Lastly, you should add a policy to ensure that the continuous aggregate is refreshed on a regular basis.

  1. SELECT add_continuous_aggregate_policy('conditions_summary_hourly',
  2. start_offset => INTERVAL '1 month',
  3. end_offset => INTERVAL '1 h',
  4. schedule_interval => INTERVAL '1 h');

In this case, the continuous aggregate is refreshed every hour and refresh the last month’s data.

You can now run a normal SELECT on the continuous aggregate and it gives you the aggregated data, for example, to select the hourly averages for device 1 during the first three months:

  1. SELECT bucket, avg
  2. FROM conditions_summary_hourly
  3. WHERE device = 1 AND bucket BETWEEN '2020-01-01' AND '2020-03-31'
  4. ORDER BY bucket;
important

Continuous aggregates support many PostgreSQL aggregate functions and features. Support depends on your TimescaleDB version. For a table of supported features, see the how-to guide on continuous aggregates.

Real-time aggregation

A query on a continuous aggregate, by default, uses real-time aggregation (first introduced in TimescaleDB 1.7) to combine materialized aggregates with recent data from the source hypertable. By combining raw and materialized data in this way, real-time aggregation produces accurate and up-to-date results while still benefiting from pre-computed aggregates for a large portion of the result.

Real-time aggregation is the default behavior for any new continuous aggregates. To disable real-time aggregation and show only materialized data, add the parameter timescaledb.materialized_only=true when creating the continuous aggregate view or set it on an existing continuous aggregate using ALTER MATERIALIZED VIEW.

tip

To use real-time aggregation on a continuous aggregate created in a version earlier than TimescaleDB 1.7, alter the view to set timescaledb.materialized_only=false.

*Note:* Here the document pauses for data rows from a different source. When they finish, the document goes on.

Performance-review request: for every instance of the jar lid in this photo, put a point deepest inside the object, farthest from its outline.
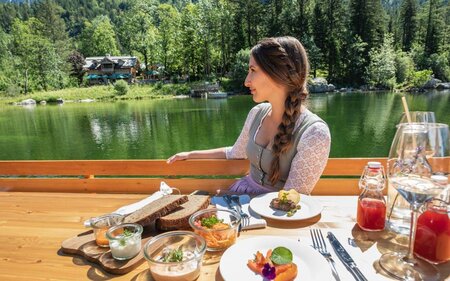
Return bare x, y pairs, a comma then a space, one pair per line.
374, 165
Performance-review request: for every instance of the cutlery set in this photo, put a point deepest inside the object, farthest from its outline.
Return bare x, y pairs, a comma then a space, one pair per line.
237, 207
320, 245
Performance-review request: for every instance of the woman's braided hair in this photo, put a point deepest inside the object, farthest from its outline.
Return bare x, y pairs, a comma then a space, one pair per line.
284, 60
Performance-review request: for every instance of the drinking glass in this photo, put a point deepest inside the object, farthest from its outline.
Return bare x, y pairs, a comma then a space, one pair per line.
412, 177
419, 117
397, 210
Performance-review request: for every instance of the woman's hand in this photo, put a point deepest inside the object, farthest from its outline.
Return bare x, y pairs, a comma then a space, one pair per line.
177, 157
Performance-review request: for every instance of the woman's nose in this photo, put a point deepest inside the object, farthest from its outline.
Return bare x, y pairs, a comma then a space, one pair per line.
247, 82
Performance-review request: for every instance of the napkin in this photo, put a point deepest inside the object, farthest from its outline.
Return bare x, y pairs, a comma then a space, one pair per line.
164, 189
255, 220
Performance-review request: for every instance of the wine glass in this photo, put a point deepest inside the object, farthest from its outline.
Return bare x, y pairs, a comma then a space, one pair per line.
412, 177
419, 117
397, 210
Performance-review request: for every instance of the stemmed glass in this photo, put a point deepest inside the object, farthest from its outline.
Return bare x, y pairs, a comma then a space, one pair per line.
419, 117
412, 177
397, 207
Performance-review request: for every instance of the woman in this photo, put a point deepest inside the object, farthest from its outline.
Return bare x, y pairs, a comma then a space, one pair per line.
287, 145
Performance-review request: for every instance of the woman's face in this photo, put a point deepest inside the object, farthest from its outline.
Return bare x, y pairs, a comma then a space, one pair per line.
262, 87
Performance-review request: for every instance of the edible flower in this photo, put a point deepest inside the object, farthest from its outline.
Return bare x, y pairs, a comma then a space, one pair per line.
269, 271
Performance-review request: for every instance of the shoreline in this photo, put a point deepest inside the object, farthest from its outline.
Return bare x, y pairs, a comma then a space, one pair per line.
139, 92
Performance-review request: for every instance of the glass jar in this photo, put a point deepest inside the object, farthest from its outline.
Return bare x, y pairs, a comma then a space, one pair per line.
371, 211
102, 224
125, 240
433, 232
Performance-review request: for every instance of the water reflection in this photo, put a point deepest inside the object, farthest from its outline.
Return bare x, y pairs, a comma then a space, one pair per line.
361, 125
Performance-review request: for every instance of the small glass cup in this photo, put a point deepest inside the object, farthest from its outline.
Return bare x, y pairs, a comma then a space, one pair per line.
190, 248
433, 232
125, 240
102, 224
221, 237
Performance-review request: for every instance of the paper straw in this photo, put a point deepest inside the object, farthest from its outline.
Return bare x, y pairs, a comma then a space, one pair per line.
405, 106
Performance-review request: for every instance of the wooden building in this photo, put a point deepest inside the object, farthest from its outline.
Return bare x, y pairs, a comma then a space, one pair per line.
109, 69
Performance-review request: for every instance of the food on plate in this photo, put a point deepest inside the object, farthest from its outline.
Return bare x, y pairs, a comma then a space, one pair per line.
287, 201
179, 218
277, 265
156, 209
216, 233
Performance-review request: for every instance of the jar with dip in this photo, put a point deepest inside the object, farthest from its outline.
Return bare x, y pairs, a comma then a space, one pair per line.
125, 240
175, 255
102, 224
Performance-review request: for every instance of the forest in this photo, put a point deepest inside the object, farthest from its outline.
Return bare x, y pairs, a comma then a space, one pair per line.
386, 44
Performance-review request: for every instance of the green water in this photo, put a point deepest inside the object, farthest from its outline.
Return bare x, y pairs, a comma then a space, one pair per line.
361, 125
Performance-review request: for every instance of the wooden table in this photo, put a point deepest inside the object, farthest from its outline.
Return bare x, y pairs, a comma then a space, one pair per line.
33, 225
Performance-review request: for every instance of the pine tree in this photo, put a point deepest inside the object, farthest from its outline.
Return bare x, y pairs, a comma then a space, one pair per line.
408, 21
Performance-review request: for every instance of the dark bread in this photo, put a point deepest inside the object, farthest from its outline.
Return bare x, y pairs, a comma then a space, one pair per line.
156, 209
179, 218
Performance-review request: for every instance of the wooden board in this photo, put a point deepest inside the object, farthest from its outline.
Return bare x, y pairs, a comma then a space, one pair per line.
84, 245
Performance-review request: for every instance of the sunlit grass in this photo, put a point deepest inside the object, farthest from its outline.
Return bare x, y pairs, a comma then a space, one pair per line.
104, 93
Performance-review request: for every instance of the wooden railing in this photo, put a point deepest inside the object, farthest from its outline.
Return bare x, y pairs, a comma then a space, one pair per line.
340, 177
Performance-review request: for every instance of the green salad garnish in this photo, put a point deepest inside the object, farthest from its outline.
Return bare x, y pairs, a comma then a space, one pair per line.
175, 255
281, 255
209, 222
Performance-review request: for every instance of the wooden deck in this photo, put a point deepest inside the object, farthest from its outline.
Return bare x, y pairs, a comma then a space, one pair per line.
34, 224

Automatic refresh with a continuous aggregate policy

Continuous aggregates can be kept up-to-date through the last bucket width of time by using continuous aggregate policies. Policies allow you to keep a specified window of time within the continuous aggregate updated on a schedule. This provides the ability to do things like:

  • have the continuous aggregate and the hypertable be in sync, even when data is removed from the hypertable, or
  • keep the aggregate data in the continuous aggregate when removing source data from the hypertable.

Manually refreshing continuous aggregate ranges

It is also possible, starting with TimescaleDB 2.0, to manually refresh a specific window of time in a continuous aggregate using refresh_continuous_aggregate. Using this TimescaleDB function gives users the ability to have the best of both worlds: automatic refresh of recent data and targeted updates to time ranges that may occur further in history through a backfill process. Using both tools to keep continuous aggregates up-to-date provides great control and flexibility!